The Temple University School of Pharmacy gratefully acknowledges Title Sponsors Dan Castiglia and Soo Ham, Pharmacy Class of 1998. Dan, a loyal champion for research at Temple University, has long been a supporter of Research Recognition Day. Dan and Soo represent pharmacy careers in the pharmaceutical industry and community pharmacy, respectively, and are married with two children.
ADDITION TO ABSTRACT BOOK
Poster 6
Determination of the potency of different inhibitors of blood esterases using an optimized 96 well plate-based assay.

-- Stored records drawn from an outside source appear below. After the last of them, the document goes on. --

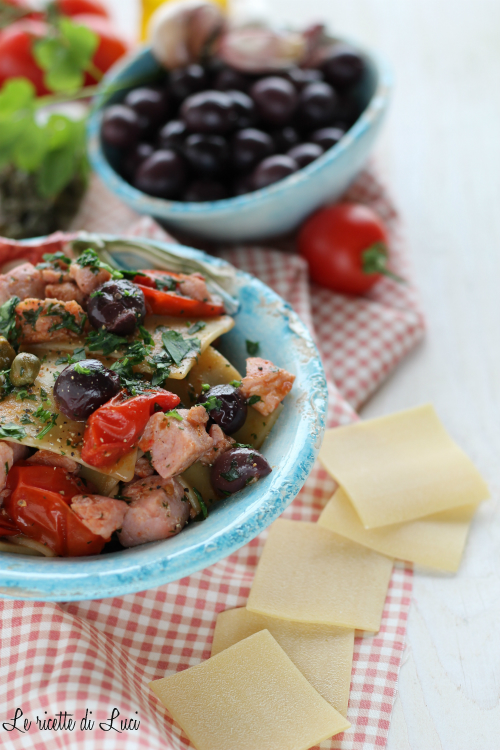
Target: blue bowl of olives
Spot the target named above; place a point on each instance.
(224, 156)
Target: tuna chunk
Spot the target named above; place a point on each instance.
(176, 443)
(66, 292)
(194, 286)
(222, 443)
(9, 454)
(86, 279)
(49, 320)
(47, 458)
(23, 282)
(101, 515)
(159, 509)
(267, 381)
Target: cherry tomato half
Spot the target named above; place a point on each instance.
(345, 246)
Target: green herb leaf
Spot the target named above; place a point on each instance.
(11, 431)
(178, 347)
(252, 348)
(233, 474)
(198, 326)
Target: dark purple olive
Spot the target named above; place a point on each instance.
(207, 154)
(117, 306)
(172, 135)
(246, 112)
(273, 169)
(326, 137)
(187, 81)
(275, 99)
(82, 388)
(305, 153)
(150, 103)
(317, 104)
(344, 67)
(300, 77)
(285, 139)
(163, 174)
(121, 126)
(249, 146)
(231, 408)
(229, 79)
(209, 112)
(134, 158)
(237, 468)
(205, 190)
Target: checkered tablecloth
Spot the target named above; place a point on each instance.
(95, 658)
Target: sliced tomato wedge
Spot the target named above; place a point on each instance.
(161, 301)
(38, 505)
(114, 429)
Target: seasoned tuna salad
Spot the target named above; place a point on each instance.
(121, 422)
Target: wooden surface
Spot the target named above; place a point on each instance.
(440, 152)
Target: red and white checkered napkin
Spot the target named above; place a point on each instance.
(100, 655)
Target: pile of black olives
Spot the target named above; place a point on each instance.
(208, 133)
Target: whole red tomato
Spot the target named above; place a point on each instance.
(16, 57)
(77, 7)
(345, 246)
(111, 45)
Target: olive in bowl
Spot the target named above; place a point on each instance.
(226, 407)
(117, 306)
(237, 468)
(83, 387)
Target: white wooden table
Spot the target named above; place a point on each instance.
(441, 155)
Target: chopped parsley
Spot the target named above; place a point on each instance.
(90, 259)
(70, 359)
(82, 370)
(212, 403)
(198, 326)
(233, 474)
(178, 347)
(11, 431)
(104, 341)
(174, 414)
(8, 327)
(252, 348)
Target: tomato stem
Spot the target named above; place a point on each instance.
(375, 260)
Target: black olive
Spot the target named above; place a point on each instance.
(83, 387)
(117, 306)
(230, 408)
(237, 468)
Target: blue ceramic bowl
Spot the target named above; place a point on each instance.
(264, 213)
(291, 449)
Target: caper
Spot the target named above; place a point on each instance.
(24, 369)
(7, 354)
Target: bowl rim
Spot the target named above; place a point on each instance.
(163, 207)
(71, 579)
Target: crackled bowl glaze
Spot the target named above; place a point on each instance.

Primary Student: Tashnuva Rifat
Faculty: Dr. Marc Ilies
Purpose
Different esterases present in blood hydrolyze a plethora of esters with different lipophilicity. Some have a preference for more hydrophilic substrates, while others prefer lipophilic substrates. We have shown that the activity of these esterase can be evaluated either by the hydrolysis of 4 nitrophenyl acetate (4NPA) for esterases preferring hydrophilic substrate (e.g. carbonic anhydrase) or 4 nitrophenyl palmitate (4NPP) for esterase preferring lipophilic substrate (e.g. classical lipase, lipoprotein lipase). Based on these reactions, we also developed a 96 well plate-based assay for carbonic anhydrase enzyme and classical lipase enzyme and we validated the assay by determining their kinetic parameters of these esterases. Using this optimized plate assay, we were able to assess the potency of different inhibitors against these two enzymes, both reversible and irreversible.
Methods
The assays involving the hydrolysis of 4NPA for bovine carbonic anhydrase (bCAII) and 4NPP for Lipase Pseudomonas cepacia (LPC) were developed in a 96 well plate format and the Vmax and Km values for both esterases were determined using classical Michaelis-Menten kinetics. Stock solution of different inhibitors of these enzymes were made in dmso and their potency was determined following serial dilutions of the dmso stock, using the above-mentioned assay.
Results
The Vmax and km value for bCAII were 4.1 µM/min and 1.37mM and Vmax and km value for LPC were 7.04µM/min and 0.777mM respectively. The IC50 and Ki value of several CA and LPC values were determined and were found to be in good agreement with published values. Several known amphiphilic esterase inhibitors were assessed on LPC for the first time.
Conclusion
The potency of different inhibitors was successfully determined using our optimized 96 well plate based assay for both carbonic anhydrase and lipase blood esterases.